In Noel v. The Boeing Company, 2010 WL 381 (3d. Cir. 2010), the court recently ruled that the Lilly Ledbetter Fair Pay Act of 2009 (Ledbetter Act) does not apply to failure to promote discrimination claims. In doing so, the court indicated that the Ledbetter Act may not be utilized to extend the statute of limitations for discrimination claims related to discrete acts such as being unlawfully hired, fired or denied a promotion.

Noel is a black Haitian national who began working for Boeing as a sheet metal assembler in 1990. In November 2002, Boeing transferred Noel to Amarillo, Texas. Boeing gave two white employees similar assignments and all three received a salary increase and were promoted from Labor Grade 7 to Labor Grade 8. In approximately May of 2003, Boeing promoted the two white employees to Offsite Mechanic General, Labor Grade 11, while Noel remained at the lower paying Grade 8.

Noel complained about these promotions to his union representative and a Boeing labor relations representative, but his complaints went unanswered. On March 25, 2005, Noel filed a charge with the EEOC alleging that Boeing unlawfully failed to promote him based upon his race and national origin, and later filed a lawsuit asserting the same claims. The district court dismissed the claim on the grounds that it was not timely filed.  

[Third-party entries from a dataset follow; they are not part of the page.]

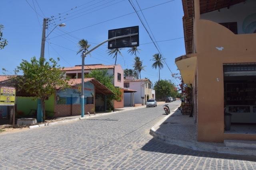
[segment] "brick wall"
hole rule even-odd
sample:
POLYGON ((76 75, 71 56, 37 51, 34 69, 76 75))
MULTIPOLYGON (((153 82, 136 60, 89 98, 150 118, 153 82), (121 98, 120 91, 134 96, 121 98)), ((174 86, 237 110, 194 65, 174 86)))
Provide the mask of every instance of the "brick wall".
MULTIPOLYGON (((94 113, 95 108, 95 88, 93 104, 84 105, 84 115, 89 111, 90 113, 94 113)), ((80 104, 57 104, 56 93, 54 94, 54 112, 55 117, 75 116, 81 115, 81 105, 80 104)))

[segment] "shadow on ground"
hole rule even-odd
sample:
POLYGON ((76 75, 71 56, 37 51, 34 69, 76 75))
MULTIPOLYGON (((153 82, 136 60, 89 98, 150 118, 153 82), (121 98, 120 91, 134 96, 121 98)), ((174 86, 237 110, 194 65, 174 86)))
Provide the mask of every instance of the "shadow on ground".
POLYGON ((154 139, 148 141, 141 149, 149 152, 166 154, 256 162, 256 156, 255 156, 234 155, 196 151, 175 145, 166 144, 154 139))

Noel appealed, relying in part on the Ledbetter Act. Noel argued that, as result of not being promoted, he received less pay than his white co-workers throughout his time at the Amarillo plant. Thus, Noel asserted that, pursuant to the Ledbetter Act, each paycheck he received started the administrative clock anew.

The court of appeals affirmed the district court's decision. The court recognized that, pursuant to the Ledbetter Act, "each paycheck that stems from a discriminatory decision or pay structure is a tainted, independent employment action that commences the administrative statute of limitations." The court, however, ruled that Noel's failure to promote claim did fall within the "discrimination in compensation" claims sought to be addressed by the Ledbetter Act.  

The court reasoned that, based upon the plain and natural reading the Ledbetter Act, it did not apply to failure-to-promote claims. In particular, the court noted pay disparity and failure to promote claims are distinct causes of action because of the different proofs required for these types of claims. According to the court, a failure to promote claim falls within the class of discrete acts that are readily apparent because an individual knows when he or she has been hired, fired or promoted. In contrast, compensations decisions are often cloaked in secrecy and an employee may not know how much his or her co-workers earn. The Ledbetter Act sought to address only compensation decisions, which are often concealed and not discovered until long after the 300 day administrative period expires.

The decision helps to narrow the scope of Ledbetter Act claims and is a good reminder that true Ledbetter Act claims can be lurking for years.